October 8, 2013 - Bacteria
are often social creatures. Suspended in colonies of varying shapes and sizes, these microbes communicate with their brethren and even other bacterial
species — interactions that can sometimes make them more deadly or more resistant to antibiotics.
Now, bacterial colonies sculpted into custom shapes by a 3-D printer could be a key to understanding how some antibiotic-resistant infections develop. The new technique uses methods similar to those employed by commercial 3-D printers, which extrude plastic, to create gelatin-based bacterial breeding grounds. These microbial condos can be carved into almost any three-dimensional shape, including pyramids and nested spheres.
This 3-D-printing technique could be used to investigate questions like "how many bacteria have to be clustered together, and in what size and what shape, in order for that microcolony to start acting differently than the cells do on their own," said study researcher Jason Shear, a professor of chemistry and biochemistry at the University of Texas at Austin. [7 Cool Uses of 3-D Printing in Medicine]
Bacterial clustering is important precisely because bacteria bunched together often act differently than a single cell on its own. In some cases, bacteria even cement themselves together and onto surfaces with a gluelike substance, creating biofilms that are stubbornly resistant to antibiotics or the immune system. The plaque dentists scrape off your teeth is a biofilm that can contain dozens of interacting bacterial types, Shear told LiveScience.
Courtesy of Jodi Connell.
A ring of bacteria reveals the flexibility of a new 3-D printing technique.

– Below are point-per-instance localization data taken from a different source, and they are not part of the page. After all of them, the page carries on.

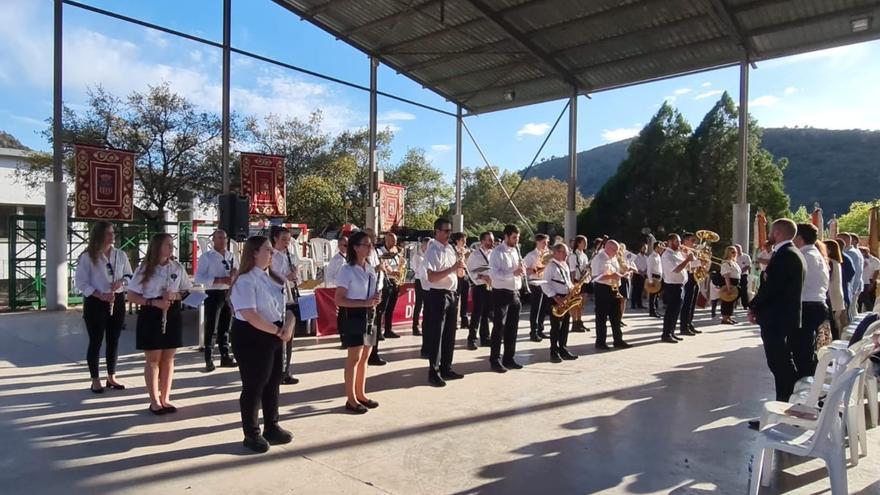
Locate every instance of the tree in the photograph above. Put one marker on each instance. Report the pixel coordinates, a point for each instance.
(856, 219)
(172, 140)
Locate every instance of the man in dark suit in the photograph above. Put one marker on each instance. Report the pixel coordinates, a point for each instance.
(777, 305)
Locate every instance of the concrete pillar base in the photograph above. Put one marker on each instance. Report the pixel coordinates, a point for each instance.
(56, 246)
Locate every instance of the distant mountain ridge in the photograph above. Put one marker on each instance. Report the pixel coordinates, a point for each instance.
(832, 167)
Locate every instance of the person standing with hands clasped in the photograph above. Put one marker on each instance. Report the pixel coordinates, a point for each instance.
(258, 300)
(358, 292)
(100, 273)
(158, 286)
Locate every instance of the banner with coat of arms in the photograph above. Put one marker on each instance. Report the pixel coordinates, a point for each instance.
(262, 180)
(104, 187)
(390, 205)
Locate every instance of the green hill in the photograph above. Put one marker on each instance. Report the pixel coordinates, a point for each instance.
(831, 167)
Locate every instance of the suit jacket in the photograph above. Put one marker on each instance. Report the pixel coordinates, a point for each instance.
(777, 304)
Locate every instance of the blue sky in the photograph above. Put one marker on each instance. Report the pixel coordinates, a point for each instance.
(832, 89)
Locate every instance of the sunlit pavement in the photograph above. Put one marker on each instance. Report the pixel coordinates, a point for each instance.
(656, 418)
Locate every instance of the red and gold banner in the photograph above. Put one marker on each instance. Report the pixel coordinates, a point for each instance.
(390, 205)
(104, 183)
(262, 180)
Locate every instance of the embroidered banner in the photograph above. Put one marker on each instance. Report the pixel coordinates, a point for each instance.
(390, 205)
(262, 180)
(104, 187)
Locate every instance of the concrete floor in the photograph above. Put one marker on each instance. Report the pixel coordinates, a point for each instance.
(656, 418)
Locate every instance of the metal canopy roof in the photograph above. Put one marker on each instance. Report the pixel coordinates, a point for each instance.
(488, 55)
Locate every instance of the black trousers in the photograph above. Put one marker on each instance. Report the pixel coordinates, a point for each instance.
(99, 324)
(505, 322)
(688, 304)
(654, 298)
(259, 364)
(480, 314)
(803, 341)
(672, 299)
(439, 328)
(559, 332)
(464, 286)
(744, 290)
(420, 298)
(779, 358)
(607, 310)
(537, 309)
(217, 319)
(638, 288)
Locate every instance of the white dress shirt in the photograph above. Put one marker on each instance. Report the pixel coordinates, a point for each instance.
(91, 277)
(655, 266)
(602, 265)
(479, 259)
(578, 264)
(211, 266)
(331, 271)
(670, 261)
(256, 290)
(503, 261)
(440, 257)
(816, 279)
(172, 276)
(558, 279)
(360, 282)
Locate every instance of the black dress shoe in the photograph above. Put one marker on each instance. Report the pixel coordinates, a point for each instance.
(276, 435)
(450, 375)
(565, 355)
(511, 364)
(358, 409)
(435, 379)
(256, 443)
(497, 367)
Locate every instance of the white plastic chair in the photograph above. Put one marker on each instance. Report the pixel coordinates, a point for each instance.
(824, 442)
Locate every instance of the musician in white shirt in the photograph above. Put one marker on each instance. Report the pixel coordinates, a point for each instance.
(284, 265)
(506, 270)
(557, 287)
(654, 272)
(579, 269)
(442, 265)
(478, 270)
(535, 274)
(215, 271)
(258, 298)
(158, 286)
(100, 275)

More deadly are the biofilms that gather in the lungs of patients with the respiratory disease cystic fibrosis. Antibiotics can halt scattered bacteria that cause lung infections in these patients, but persistent biofilms on the lung tissue lurk, waiting to spit out new bacterial vagabonds. The result, Shear said, is a cycle of infection and treatment that is often fatal for the patient. On average, people with cystic fibrosis live to just their mid-30s, according to the Cystic Fibrosis Foundation.